# Let R be the first quadrant region enclosed by the graph of y= 2e^-x and the line x=k, how od you find the area of R in terms of k?

Apr 30, 2016

Integrate $y$ from $x = 0$ to $x = k$ to get $R = 2 - 2 {e}^{- k}$.

#### Explanation:

We know that the area under a curve can be found by integrating it; so the area under $y = 2 {e}^{- x}$ is given by: $\int 2 {e}^{- x} \mathrm{dx}$. The only problem is what $x$-values we need to integrate.

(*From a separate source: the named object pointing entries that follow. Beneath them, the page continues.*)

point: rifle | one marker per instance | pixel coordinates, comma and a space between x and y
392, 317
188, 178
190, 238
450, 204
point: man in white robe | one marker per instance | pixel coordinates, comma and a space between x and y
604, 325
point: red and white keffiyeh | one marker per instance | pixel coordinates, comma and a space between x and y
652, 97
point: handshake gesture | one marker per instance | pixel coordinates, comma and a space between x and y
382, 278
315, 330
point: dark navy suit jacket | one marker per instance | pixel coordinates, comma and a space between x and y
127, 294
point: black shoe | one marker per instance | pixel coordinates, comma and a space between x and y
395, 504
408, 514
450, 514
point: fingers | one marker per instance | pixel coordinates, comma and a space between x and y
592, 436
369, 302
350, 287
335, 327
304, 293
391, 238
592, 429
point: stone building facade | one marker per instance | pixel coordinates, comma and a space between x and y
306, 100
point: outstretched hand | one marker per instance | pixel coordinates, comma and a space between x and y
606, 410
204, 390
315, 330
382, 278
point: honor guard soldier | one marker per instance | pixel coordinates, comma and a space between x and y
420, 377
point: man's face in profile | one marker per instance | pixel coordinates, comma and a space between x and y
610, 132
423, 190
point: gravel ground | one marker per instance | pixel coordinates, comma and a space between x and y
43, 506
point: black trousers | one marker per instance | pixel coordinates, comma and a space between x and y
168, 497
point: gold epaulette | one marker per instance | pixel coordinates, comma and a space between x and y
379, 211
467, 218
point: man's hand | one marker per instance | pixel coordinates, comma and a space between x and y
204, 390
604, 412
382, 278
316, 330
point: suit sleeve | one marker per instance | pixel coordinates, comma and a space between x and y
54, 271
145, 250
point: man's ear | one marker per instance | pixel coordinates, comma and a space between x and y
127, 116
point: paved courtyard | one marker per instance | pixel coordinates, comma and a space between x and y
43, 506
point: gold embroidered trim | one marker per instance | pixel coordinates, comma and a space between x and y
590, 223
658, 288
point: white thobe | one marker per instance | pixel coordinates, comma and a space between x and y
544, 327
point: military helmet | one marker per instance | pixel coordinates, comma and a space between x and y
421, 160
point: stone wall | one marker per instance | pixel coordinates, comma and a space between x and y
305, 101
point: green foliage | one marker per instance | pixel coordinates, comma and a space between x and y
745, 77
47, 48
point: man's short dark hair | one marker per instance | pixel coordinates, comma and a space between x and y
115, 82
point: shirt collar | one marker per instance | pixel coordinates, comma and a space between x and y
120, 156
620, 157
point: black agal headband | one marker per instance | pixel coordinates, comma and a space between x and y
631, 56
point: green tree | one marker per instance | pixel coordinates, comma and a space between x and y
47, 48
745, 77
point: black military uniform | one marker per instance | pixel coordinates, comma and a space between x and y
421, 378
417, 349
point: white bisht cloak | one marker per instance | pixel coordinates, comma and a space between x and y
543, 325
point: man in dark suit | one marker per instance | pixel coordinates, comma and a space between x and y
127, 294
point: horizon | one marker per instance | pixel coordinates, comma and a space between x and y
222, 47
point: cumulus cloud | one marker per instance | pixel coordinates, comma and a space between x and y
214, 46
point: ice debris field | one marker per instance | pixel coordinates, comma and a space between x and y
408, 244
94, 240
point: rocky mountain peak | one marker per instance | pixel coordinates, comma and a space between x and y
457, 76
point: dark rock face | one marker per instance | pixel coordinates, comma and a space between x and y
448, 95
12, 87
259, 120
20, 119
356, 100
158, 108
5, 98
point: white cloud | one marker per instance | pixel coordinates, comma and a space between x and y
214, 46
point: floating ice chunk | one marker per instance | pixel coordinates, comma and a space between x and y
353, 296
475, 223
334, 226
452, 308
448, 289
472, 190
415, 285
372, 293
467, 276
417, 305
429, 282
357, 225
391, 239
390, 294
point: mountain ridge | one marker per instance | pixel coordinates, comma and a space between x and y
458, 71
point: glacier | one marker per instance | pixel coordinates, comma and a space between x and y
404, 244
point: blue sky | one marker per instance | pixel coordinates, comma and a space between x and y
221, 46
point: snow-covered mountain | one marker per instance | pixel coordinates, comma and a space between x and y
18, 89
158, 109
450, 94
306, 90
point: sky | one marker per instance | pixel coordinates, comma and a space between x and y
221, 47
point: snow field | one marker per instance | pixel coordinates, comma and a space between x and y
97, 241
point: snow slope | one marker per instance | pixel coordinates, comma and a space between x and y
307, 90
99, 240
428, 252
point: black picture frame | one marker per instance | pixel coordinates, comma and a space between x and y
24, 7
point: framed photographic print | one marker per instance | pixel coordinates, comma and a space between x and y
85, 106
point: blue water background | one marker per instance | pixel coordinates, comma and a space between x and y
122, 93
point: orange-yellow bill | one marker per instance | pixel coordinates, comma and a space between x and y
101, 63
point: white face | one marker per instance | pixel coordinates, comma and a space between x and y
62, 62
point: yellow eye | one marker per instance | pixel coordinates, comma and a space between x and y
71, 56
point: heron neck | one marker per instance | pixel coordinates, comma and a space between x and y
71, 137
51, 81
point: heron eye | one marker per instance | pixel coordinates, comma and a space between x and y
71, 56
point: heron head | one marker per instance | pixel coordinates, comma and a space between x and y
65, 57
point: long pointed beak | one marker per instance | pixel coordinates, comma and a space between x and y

The first quadrant starts at $x = 0$, and continues for all positive values of $x$. The problem states that we're finding the area under $y$ in the first quadrant (which begins at $x = 0$) to the line $x = k$. So we'll be integrating from $x = 0$ to $x = k$:
$R = {\int}_{0}^{k} 2 {e}^{- x} \mathrm{dx}$
$R = 2 {\int}_{0}^{k} {e}^{- x} \mathrm{dx}$
$R = 2 {\left[- {e}^{- x}\right]}_{0}^{k}$
R=2(-e^((-k))-(-e^((-0)))
$R = 2 \left(- {e}^{- k} + 1\right) = 2 - 2 {e}^{- k}$

Note that $2 {e}^{- k}$ will never be greater than $2$, which means the area will always be greater than $0$.